З.Н. Пастернак. Воспоминания. Стр. 280—281. Классический пример того, как любой уважающий себя биограф почтет за честь принять любую версию, кроме как принадлежащую непосредственному участнику событий. Кому хочется верить жене и сделаться вместе с ней предметом насмешек? Ну да, у Зинаиды Николаевны свое, мелодраматическое объяснение событий. У кого иное? У двенадцатилетнего Жененка, который, по примеру Анны Ахматовой, очень искренне, но немного слишком раздраженно удивлявшейся разговорам о Лиле Юрьевне Брик в связи с ЯКОБЫ исключительной ее ролью в жизни одного поэта: «При чем здесь вообще Лиля Юрьевна?» – своя, очень научная теория.
О кризисе 1935 года Жененок пишет на половине странице, биографы вторят ему в непридавании значения всяким там любовным терзаниям – ничего ведь не произошло. Он, правда, вспоминая разговор с мамочкой у Бори в больнице, передает его слова о том, что лирика, ставшая его профессией, изменила предназначенный, традиционный, правильный, крепкий, толстовский уклад жизни, – иными словами, Богом данную жену Женю он сменил на какую-то другую в силу производственной необходимости. А вот значило ли что-то в жизни профессионального лирика переживание, изложенное на 13 страницах (так в автографе) его письма из Парижа к терзающей жене, – Же-ненок отвечает пренебрежительным умолчанием.
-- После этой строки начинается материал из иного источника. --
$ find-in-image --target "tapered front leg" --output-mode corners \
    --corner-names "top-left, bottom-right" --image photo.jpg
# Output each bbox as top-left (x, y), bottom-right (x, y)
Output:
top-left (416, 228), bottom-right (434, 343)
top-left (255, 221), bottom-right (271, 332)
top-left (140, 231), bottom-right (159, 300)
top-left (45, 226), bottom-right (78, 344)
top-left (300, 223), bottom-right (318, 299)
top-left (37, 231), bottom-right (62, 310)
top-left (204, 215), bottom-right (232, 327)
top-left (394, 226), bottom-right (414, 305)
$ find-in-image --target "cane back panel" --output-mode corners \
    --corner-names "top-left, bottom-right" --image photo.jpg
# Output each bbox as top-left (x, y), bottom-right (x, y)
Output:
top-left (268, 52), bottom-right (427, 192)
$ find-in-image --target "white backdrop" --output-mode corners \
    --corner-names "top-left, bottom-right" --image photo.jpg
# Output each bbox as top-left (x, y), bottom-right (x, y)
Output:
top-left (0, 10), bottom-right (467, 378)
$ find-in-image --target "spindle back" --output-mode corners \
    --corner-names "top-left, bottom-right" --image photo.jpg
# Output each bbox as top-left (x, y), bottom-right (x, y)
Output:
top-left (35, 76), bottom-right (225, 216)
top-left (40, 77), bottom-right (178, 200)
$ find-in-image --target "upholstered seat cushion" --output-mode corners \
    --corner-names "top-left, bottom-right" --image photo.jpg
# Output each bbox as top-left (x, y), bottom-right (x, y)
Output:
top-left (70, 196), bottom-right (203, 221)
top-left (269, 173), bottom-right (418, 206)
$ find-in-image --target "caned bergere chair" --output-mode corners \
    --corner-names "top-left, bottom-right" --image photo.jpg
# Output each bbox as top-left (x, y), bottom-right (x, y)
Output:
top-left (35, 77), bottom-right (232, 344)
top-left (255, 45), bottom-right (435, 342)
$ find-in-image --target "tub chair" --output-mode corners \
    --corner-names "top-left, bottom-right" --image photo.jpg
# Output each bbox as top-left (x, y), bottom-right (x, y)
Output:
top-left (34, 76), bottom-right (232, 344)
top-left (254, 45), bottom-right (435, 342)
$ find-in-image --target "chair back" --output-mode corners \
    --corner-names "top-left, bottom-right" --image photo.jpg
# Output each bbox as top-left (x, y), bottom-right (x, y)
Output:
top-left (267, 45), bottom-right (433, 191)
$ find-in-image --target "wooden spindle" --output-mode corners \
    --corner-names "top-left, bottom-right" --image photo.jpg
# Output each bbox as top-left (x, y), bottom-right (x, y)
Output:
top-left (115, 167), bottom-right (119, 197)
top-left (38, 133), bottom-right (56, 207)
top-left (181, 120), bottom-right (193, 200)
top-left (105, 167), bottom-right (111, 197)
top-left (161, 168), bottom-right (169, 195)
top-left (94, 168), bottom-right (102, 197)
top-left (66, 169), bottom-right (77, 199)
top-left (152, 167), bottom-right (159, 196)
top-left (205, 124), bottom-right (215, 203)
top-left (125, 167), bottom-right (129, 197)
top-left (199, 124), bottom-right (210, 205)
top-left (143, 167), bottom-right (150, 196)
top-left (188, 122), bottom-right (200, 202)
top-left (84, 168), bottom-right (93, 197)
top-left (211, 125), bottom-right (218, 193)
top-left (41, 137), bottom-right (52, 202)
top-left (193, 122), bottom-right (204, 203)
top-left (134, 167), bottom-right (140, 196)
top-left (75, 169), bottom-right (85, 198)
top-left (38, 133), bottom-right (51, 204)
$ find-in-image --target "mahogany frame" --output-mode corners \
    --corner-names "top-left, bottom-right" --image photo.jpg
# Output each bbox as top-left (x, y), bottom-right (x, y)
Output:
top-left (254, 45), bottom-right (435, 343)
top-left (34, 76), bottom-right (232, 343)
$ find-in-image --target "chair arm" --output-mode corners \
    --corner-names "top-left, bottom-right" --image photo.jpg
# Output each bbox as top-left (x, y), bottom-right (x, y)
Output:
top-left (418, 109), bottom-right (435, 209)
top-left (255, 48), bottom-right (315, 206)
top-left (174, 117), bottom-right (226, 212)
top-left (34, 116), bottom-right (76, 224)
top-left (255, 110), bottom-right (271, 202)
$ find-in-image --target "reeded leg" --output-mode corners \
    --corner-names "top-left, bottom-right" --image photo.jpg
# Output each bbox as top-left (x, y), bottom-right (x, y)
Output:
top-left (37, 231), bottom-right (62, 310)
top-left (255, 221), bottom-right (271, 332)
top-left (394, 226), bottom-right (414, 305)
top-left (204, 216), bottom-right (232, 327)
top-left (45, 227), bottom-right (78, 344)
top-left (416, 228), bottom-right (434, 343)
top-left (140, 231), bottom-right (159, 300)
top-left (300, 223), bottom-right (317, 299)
О чем тогда это письмо?
«Если для чего-либо я сел писать тебе, то только с одной целью: чтобы сказать несколько слов о тебе».
Там же. Стр. 149.
Обычно письма пишутся, чтобы сказать несколько слов о себе. Сейчас источник страданий Пастернак видит не в себе, а в Зине. Ненавидеть ли поэту ту, которая лишила его сна и отдыха, – страдания сухие, не выплескивающиеся в поэзию? Иосиф Бродский рассуждает о поэзии Анны Ахматовой и признает, что свои материнские терзания (какие были) о судьбе арестованного сына она плодотворно превращала в строки и что необходимое отстранение от описываемой ситуации, нужное для того, чтобы оценить качество получившегося переработанного продукта, будто бы сводило ее с ума. Ее – не сводило. Когда пишешь гениальные стихи (ей не удавалось), реальная ситуация как-то необыкновенно лично не переживается или не задевает. Это не твоя трагедия. Если трагедия действительно произошла, никто ее не описывает. Пишут тексты – может, и зная предмет. Пастернак от правила отступил: трагедию пережил трагически, а в «Докторе Живаго» описал ее водевильно. Пока же, в Париже, в гостинице – в «отеле» – он страдает невыносимо, отчаянно, хуже, чем Фауст от гвоздя у себя в сапоге. «…полуразвратной обстановки отелей, всегда напоминающей мне то о тебе, что стало моей травмой и несчастьем…»
Там же. Стр. 150.
«Дорогая моя, Ляля моя, жизнь моя <>. Ты единственно живое и дорогое для меня на всем свете. Все мне тут безразличны. Более того: я не видал даже родителей. Они были в Мюнхене, когда я проезжал через Берлин, и в Берлин для встречи со мной приезжала одна старшая сестра с мужем. А со стариками я говорил по телефону. Я обещал им, что на обратном пути заеду в Мюнхен и там остановлюсь на неделю, и вот видишь, как легко изменяю своему слову, нисколько об этом не думая».